Tägliche Zusammenfassung der Marktbewegungen: Fed-Futures für Mai beginnen sich zu drehen

  • Die Signale von US-Präsident Donald Trump, dass die Wirtschaft zuerst leiden könnte, während er die Handelspolitik mit Zöllen umgestaltet, schürten Bedenken über eine mögliche Rezession. Das Edelmetall, ein traditioneller sicherer Hafen, könnte während plötzlicher Marktausschläge Verkaufsdruck erfahren, berichtet Bloomberg.
  • Die thailändische Währung, der Thai Baht (THB), hat in diesem Jahr von einem Anstieg der Goldpreise profitiert. Strategen warnen jedoch, dass der Anstieg nicht ausreichen wird, um das Land vor Zollrisiken zu schützen. Der THB ist in diesem Jahr um etwa 1,2% gegenüber dem US-Dollar gestiegen, mehr als doppelt so viel wie der Anstieg eines breiten Index asiatischer Währungen. Ein wichtiger Grund ist Thailands Rolle als Goldhandelszentrum in der Region, was das Vertrauen in die Währung stärkte, berichtet Bloomberg.
  • Das CME Fedwatch Tool sieht eine 95,0%ige Wahrscheinlichkeit für keine Änderungen des Zinssatzes bei der bevorstehenden Fed-Sitzung am 19. März. Die Wahrscheinlichkeit einer Zinssenkung bei der Sitzung am 7. Mai steigt jedoch auf 47,8%. 

Technische Analyse: Mit ein wenig Hilfe von einem Freund

Diesmal ist es nicht eine Schlagzeile über Zölle, die das Edelmetall anhebt. Es ist ein Dominoeffekt, bei dem ein schwächerer US-Dollar den Weg für Gold nach oben öffnet. Es gibt noch keine Bestrebungen für ein neues Allzeithoch, aber es ist erfreulich zu sehen, dass der anfängliche wöchentliche Verlust ausgeglichen wurde und Gold wieder auf Null für die Woche zurückkehrt. 

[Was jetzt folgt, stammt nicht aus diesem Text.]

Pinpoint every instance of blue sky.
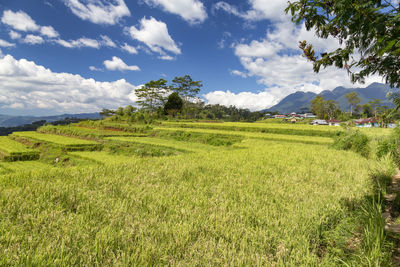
[0,0,381,115]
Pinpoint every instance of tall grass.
[0,139,388,265]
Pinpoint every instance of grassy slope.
[13,132,98,146]
[0,134,378,265]
[154,127,333,144]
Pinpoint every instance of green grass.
[12,132,100,150]
[0,161,52,176]
[154,127,333,144]
[38,125,143,140]
[0,139,388,265]
[162,122,342,137]
[0,122,391,266]
[68,151,140,164]
[106,137,234,152]
[0,136,39,161]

Gold liegt wieder über der runden Marke von 2.900 $ und aus technischer Sicht ist es wieder über dem täglichen Pivot-Punkt bei 2.895 $. Zum Zeitpunkt der Erstellung dieses Berichts klopft Gold an die Tür des R1-Widerstands in der Nähe von 2.910 $. Wenn dieser überwunden wird, rückt der intraday R2-Widerstand bei 2.933 $ in den Fokus, der mit den Hochs der letzten Woche konvergiert. 

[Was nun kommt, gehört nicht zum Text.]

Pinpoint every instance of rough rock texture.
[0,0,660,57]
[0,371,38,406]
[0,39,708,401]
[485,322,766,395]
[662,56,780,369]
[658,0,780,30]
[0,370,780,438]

Auf der Abwärtsseite steht die feste Unterstützung bei 2.880 $, die den Goldpreis am Montag und Dienstag gehalten hat. Sollte dieses Niveau brechen, schauen Sie auf die S1-Unterstützung um 2.873 $. Ein kleiner Rückgang könnte 2.857 $ anvisieren, die Konvergenz der S2-Unterstützung und des Tiefs vom 3. März. 

XAU/USD: Tageschart

XAU/USD: Tageschart

US-Dollar FAQs

Der US-Dollar (USD) ist die offizielle Währung der Vereinigten Staaten und in vielen weiteren Ländern als „de facto“-Währung im Umlauf. Er ist die am häufigsten gehandelte Währung weltweit und dominiert mit 88 % des globalen Devisenhandels. Daten von 2022 zeigen, dass täglich ein Handelsvolumen von rund 6,6 Billionen US-Dollar umgesetzt wird. Der US-Dollar löste nach dem Zweiten Weltkrieg das Britische Pfund als Weltreservewährung ab, nachdem der Goldstandard 1971 abgeschafft wurde.

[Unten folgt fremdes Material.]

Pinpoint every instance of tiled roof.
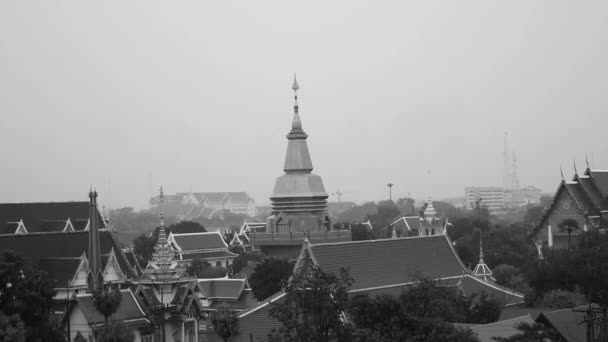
[38,257,82,287]
[566,182,597,213]
[536,305,587,342]
[0,230,136,279]
[461,274,524,305]
[589,170,608,198]
[0,202,105,234]
[226,192,252,202]
[309,235,468,291]
[76,290,146,324]
[469,315,534,342]
[198,278,247,300]
[181,250,238,260]
[171,232,228,251]
[576,176,602,208]
[209,289,258,311]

Der wichtigste Faktor, der den Wert des US-Dollars beeinflusst, ist die Geldpolitik, die von der Federal Reserve (Fed) bestimmt wird. Die Fed hat zwei Hauptziele: Preisstabilität (Inflationskontrolle) und Förderung der Vollbeschäftigung. Ihr primäres Werkzeug zur Erreichung dieser Ziele ist die Anpassung der Zinssätze. Wenn die Preise zu schnell steigen und die Inflation über dem Ziel von 2 % liegt, erhöht die Fed die Zinsen, was dem Wert des US-Dollars zugutekommt. Fällt die Inflation unter 2 % oder ist die Arbeitslosenquote zu hoch, senkt die Fed möglicherweise die Zinsen, was den Greenback belastet.

In außergewöhnlichen Situationen greift die Federal Reserve auf Maßnahmen wie die quantitative Lockerung (QE) zurück. Dies geschieht, wenn Zinssenkungen allein nicht ausreichen, um das Finanzsystem zu stabilisieren. QE ermöglicht es der Fed, mehr Geld zu drucken und US-Staatsanleihen von Banken zu kaufen, um die Kreditvergabe anzukurbeln. Diese expansive Maßnahme schwächt in der Regel den US-Dollar, da sie die Geldmenge erhöht und das Vertrauen in die Währung senkt.

Quantitative Tightening (QT) stellt den umgekehrten Prozess zu Quantitative Easing (QE) dar. Die US-Notenbank Federal Reserve beendet den Ankauf von Anleihen und investiert die fällig werdenden Rückzahlungen nicht in neue Anleihen. In der Regel wirkt sich dieser Prozess positiv auf den US-Dollar aus.